Update: 2017-12-30 07:32 GMT
Cognitive behavioural therapy, or CBT, is a widely-used, short-term, problem-focused form of behavioural treatment. (Photo: Pixabay)

Cognitive behavioural therapy appears to be an effective way to improve sleep in middle-age women who have hot flashes, suggests a new study.

Cognitive behavioural therapy, or CBT, “is a widely-used, short-term, problem-focused form of behavioural treatment that helps people see the relationship between beliefs, thoughts, and feelings, and subsequent behaviour patterns and actions,” study leader Katherine Guthrie told Reuters Health by email. “CBT for insomnia (CBT-I) focuses on behaviour around sleep.”

CBT outperformed both exercise and medication, Guthrie and colleagues found.

Sleep problems are common just before, during and after menopause. Even women who don’t technically have insomnia often wake up in the middle of the night and have trouble getting back to sleep.

As reported in the journal Sleep, the researchers studied more than 500 menopausal or postmenopausal women, ages 40 to 72, in Boston, Indianapolis, Oakland, Philadelphia, or Seattle. All of the women had sleep problems and hot flashes, and all were participating in randomized trials as part of the Menopausal Strategies: Finding Lasting Answers to Symptoms and Health (MsFLASH) studies.

Participants kept sleep diaries and talked to a sleep coach by phone six times over an eight-week period, receiving detailed personalized advice and tools to tweak their sleep habits, including information on proper sleep hygiene, maintaining a good “sleep window,” and how to practice “constructive worry” when ruminating thoughts keep them awake at night, said Guthrie, who is a researcher at the Fred Hutchinson Cancer Research Center in Seattle, Washington

The researchers compared different interventions, including CBT, the antidepressant drug escitalopram, aerobic exercise, daily omega-3 fatty acids, hormone therapy with estradiol, and a drug for nerve pain called venlafaxine XR.

The participants filled out Insomnia Severity Index (ISI) and the Pittsburgh Sleep Quality Index (PSQI) surveys at the start and again two to three months after the CBT.

About half of the women had baseline ISI scores of 12 or above, on a scale of 0 to 28, with higher scores indicating worse problems sleeping. CBT produced the greatest reduction in ISI from baseline compared to placebo or control groups with an average reduction of 5.2 points.

Exercise and venlafaxine reduced ISI scores by about 2 points, while hormone therapy, escitalopram, and yoga led to only modest decreases in scores.

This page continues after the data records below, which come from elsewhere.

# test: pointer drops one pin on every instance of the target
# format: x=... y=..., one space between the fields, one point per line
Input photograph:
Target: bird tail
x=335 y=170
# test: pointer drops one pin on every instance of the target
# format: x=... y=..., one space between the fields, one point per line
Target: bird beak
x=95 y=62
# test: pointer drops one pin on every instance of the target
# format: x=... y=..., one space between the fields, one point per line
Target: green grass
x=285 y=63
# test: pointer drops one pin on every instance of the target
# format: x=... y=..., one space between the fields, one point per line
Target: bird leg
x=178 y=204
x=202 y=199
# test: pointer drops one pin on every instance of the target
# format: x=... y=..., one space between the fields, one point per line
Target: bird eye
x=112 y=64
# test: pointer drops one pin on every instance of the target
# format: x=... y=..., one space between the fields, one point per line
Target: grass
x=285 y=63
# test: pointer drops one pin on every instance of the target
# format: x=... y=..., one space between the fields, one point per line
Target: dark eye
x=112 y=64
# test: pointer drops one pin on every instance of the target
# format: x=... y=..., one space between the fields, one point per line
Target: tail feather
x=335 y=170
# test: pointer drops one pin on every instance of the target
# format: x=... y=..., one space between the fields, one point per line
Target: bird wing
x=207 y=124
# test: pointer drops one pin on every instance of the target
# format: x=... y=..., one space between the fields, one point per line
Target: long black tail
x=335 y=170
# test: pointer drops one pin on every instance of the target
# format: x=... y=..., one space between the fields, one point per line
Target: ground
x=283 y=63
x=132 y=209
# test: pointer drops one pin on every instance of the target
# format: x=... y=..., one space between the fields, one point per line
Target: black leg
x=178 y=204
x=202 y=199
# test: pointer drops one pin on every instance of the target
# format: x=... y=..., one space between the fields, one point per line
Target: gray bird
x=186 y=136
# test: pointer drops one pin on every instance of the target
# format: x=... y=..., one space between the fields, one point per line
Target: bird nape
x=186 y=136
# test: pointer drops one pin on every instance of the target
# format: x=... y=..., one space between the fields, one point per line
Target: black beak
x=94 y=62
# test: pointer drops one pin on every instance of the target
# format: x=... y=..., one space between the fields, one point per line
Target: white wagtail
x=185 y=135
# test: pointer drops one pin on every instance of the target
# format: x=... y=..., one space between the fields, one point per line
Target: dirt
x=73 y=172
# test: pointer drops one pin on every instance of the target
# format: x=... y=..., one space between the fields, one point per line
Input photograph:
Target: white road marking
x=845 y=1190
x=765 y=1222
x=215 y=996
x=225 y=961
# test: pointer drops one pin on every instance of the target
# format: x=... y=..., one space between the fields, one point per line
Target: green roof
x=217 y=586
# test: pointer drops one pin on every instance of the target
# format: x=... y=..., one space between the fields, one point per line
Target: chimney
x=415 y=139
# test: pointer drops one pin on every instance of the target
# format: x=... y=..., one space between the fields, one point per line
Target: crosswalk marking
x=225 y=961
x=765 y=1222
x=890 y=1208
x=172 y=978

The average PSQI baseline scores ranged from 9.2 to 10.4, on a scale of 0 to 21. CBT reduced PSQI scores by an average of 2.7 points.

Escitalopram, exercise, yoga, estradiol and venlafaxine resulted in an average drop of 1.2 to 1.6 points, but omega-3 supplements did not improve insomnia symptoms at all.

“If (a woman) has menopause-associated insomnia symptoms and moderately bothersome hot flashes, it is definitely worth the time to try a course of CBT as a treatment before trying antidepressant medications or low-dose estrogen,” Guthrie said.

This is good news because this type of therapy involves no medication, is low-cost, non-invasive and there’s a fairly small-time commitment, said Guthrie.

Dr. Shelby Harris, director of behavioural Sleep Medicine at the Sleep-Wake Disorders Center of Montefiore Health System in New York City said this is a great study that looks at a number of interventions for the vasomotor symptoms during menopause, both pharmacological and nonpharmacological.

“The field has been quite limited in the past in its ability to help insomnia suffers during this phase of life, and research is really beginning to show that there are methods to help one sleep better during menopause, without necessarily having to rely on medication,” Harris told Reuters Health by email.

Harris, who wasn’t involved in the study, said CBT for Insomnia not only targets the reasons for waking up in the middle of the night but also addresses maladaptive behaviours after awakening, which often worsen the problem and prolong the awakenings.

“Such behaviours might include: lying in bed tossing and turning, worrying, watching TV in the middle of the night in bed, spending excessive time in bed, and doing work just before bed without any wind-down,” she said.

CBT may help deepen sleep and also help reduce the length of time awake after an awakening because it changes the maladaptive behaviours over time to more sleep-appropriate ones, said Harris.

“It is also important to note that as women transition into menopause, their rates of obstructive sleep apnea rise significantly and if a woman’s sleep becomes disturbed or broken and she has snoring or pauses/choking or gasping at night, she should seek a consultation with a sleep specialist to have any sleep-disordered breathing ruled out,” Harris said.